Hemeatopoetic stem cells (blood stem cells) are the precursor cells for all the blood cells. These stem cells are the only type of stem cells currently used for cell-based therapy in humans. Advanced techniques are currently being used to collect blood stem cells from bone-marrow (doctors have used bone-marrow transplant for last 40 years) for the treatment of leukemia, lymphoma and other inherited blood disorders.

For a comprehensive review of stem cells, please go to National Institutes of Health website www.nih.gov, and click
on the link about stem cells.
International Society for Stem Cell Research: www.isscr.org

What are the qualities required to be a researcher: Utmost curiosity to unravel the unknown. At the same time, you must have enough patience to see the project through and willingness to work long and hard hours to achieve the goals.

Advice or Mantra for aspiring researchers: Patience, hardwork, and dedication.

*Kalpana (Mujoo) Singh, PhD is a faculty member at the Brown Foundation Institute of Molecular Medicine for the prevention of human diseases and an adjunct faculty member of the Department of Integrative Biology and Pharmacology at the UT Health Science Center at Houston. Kalpana received her undergraduate and Masters degrees from Lucknow University and her doctoral degree in Biochemistry at the Central Drug Research Institute in India. She pursued her postdoctoral training at the Scripps Research Institute in La Jolla, CA, in the area of Biochemistry, Cancer Biology and Tumor Immunology. During her postdoctoral training she developed a number of monoclonal antibodies against well-characterized tumor associated antigens and one such antibody has been used in multi-center clinical trials for human neuroblastoma (child hood brain tumor) and melanoma (skin cancer) in the USA and Germany. During her term at the University of Texas M.D. Anderson Cancer Center, Dr. Mujoo was involved in conducting research in basic cancer biology and experimental therapeutics area. She focused her efforts in elucidating the molecular mechanisms of various anti-cancer agents and studying their therapeutic potential in various cancer models.

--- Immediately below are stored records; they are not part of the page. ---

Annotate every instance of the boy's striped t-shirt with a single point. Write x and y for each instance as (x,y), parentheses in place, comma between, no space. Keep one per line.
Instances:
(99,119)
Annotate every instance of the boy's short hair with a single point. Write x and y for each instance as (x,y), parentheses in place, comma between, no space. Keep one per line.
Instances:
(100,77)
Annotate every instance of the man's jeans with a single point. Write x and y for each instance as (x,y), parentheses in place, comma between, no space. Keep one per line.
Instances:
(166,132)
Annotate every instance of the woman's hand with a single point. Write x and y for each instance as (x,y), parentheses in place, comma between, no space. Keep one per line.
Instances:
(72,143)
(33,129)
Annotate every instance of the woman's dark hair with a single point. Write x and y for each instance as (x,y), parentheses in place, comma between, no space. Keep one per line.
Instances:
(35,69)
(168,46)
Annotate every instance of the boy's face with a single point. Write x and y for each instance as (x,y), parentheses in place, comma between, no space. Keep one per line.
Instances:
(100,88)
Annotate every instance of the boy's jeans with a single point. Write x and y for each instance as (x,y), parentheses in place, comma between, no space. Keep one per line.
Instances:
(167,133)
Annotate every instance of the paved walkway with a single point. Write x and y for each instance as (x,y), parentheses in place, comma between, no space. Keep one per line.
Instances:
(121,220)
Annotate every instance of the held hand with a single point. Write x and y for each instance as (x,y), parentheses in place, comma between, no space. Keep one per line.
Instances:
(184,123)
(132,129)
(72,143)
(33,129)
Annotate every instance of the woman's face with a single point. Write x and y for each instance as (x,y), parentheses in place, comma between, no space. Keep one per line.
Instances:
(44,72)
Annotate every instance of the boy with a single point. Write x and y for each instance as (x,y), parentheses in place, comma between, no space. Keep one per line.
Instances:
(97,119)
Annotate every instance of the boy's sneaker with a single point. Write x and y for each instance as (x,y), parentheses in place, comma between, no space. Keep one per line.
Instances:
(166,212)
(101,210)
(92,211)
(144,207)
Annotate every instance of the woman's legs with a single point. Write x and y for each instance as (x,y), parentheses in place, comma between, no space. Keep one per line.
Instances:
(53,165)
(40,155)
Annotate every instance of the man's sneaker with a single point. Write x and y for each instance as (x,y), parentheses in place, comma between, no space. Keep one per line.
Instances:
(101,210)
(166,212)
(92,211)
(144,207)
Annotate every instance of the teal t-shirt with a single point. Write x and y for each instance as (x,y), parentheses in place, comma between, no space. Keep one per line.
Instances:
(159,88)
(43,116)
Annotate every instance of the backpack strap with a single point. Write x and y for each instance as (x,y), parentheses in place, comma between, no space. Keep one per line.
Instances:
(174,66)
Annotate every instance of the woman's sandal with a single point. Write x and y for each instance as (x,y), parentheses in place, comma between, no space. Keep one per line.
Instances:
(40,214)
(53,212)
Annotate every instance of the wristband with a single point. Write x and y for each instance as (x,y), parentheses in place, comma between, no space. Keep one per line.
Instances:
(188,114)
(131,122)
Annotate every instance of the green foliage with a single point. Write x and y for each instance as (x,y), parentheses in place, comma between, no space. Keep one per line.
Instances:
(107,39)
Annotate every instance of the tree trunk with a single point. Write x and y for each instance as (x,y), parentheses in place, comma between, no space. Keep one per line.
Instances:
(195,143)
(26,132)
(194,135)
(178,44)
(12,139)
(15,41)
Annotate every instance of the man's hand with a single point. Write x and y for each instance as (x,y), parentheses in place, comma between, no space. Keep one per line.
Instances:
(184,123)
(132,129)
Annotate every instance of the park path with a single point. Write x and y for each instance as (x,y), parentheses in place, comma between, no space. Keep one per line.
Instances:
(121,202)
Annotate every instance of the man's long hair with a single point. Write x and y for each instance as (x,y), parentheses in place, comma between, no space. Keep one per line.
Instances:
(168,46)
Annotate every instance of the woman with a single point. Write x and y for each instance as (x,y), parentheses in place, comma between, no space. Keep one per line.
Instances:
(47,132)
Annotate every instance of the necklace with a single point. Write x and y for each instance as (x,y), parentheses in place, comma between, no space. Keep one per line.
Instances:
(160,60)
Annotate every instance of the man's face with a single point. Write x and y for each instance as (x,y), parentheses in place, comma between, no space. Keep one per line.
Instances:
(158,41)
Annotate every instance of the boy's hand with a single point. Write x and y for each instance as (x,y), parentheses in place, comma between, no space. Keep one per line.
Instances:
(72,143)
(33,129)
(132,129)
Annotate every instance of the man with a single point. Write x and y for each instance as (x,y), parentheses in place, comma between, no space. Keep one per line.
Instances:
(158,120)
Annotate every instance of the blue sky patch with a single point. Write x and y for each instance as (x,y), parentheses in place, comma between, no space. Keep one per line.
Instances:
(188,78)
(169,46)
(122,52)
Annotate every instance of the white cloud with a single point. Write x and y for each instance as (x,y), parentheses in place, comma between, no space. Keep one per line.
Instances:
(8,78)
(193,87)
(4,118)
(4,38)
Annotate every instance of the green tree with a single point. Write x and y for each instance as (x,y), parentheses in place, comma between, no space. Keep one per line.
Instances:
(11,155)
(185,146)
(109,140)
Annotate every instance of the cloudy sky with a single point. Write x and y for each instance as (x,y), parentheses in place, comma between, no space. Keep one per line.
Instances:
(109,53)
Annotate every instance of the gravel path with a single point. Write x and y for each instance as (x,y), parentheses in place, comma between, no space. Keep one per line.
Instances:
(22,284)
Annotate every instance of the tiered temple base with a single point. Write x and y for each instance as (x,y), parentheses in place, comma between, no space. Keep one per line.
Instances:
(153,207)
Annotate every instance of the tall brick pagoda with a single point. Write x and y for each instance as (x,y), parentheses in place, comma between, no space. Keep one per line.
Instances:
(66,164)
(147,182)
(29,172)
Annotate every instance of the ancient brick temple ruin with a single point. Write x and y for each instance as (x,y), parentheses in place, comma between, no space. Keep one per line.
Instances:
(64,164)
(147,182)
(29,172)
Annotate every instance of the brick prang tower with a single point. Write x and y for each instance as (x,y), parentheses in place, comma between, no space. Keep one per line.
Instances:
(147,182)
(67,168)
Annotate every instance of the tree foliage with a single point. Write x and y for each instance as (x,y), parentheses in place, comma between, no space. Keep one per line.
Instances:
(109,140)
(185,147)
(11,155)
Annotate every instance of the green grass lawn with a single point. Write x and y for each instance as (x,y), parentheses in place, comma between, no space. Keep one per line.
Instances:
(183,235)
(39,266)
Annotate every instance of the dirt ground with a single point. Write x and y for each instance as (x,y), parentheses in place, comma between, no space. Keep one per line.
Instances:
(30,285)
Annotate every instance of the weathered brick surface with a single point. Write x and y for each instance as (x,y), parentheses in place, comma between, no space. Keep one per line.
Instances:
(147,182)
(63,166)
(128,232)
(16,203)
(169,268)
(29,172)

Her current research focuses on delineating the role of nitric oxide (NO), a colorless, odorless gas and cyclic GMP (second messenger) signaling in proliferation, differentiation, and self-renewal of mouse and human embryonic stem cells and adult stem cells. In addition, she is interested in elucidating the role of NO signaling pathway in various human cancers. Dr. Mujoo is a member of International Society of Stem Cell Research and American Association for Advancement of Sciences. She has also been a past member of the American Association for Cancer Research.

Kalpana was born in Srinagar, Kashmir and brought up in Lucknow, where her father was a university Professor. She is married to Dr. Balraj Singh who received his Ph.D. in Life Sciences from JNU, New Delhi. She is a mother of two teenage boys (19 and 14) and is blessed with wonderful family and friends who have touched her life in many ways.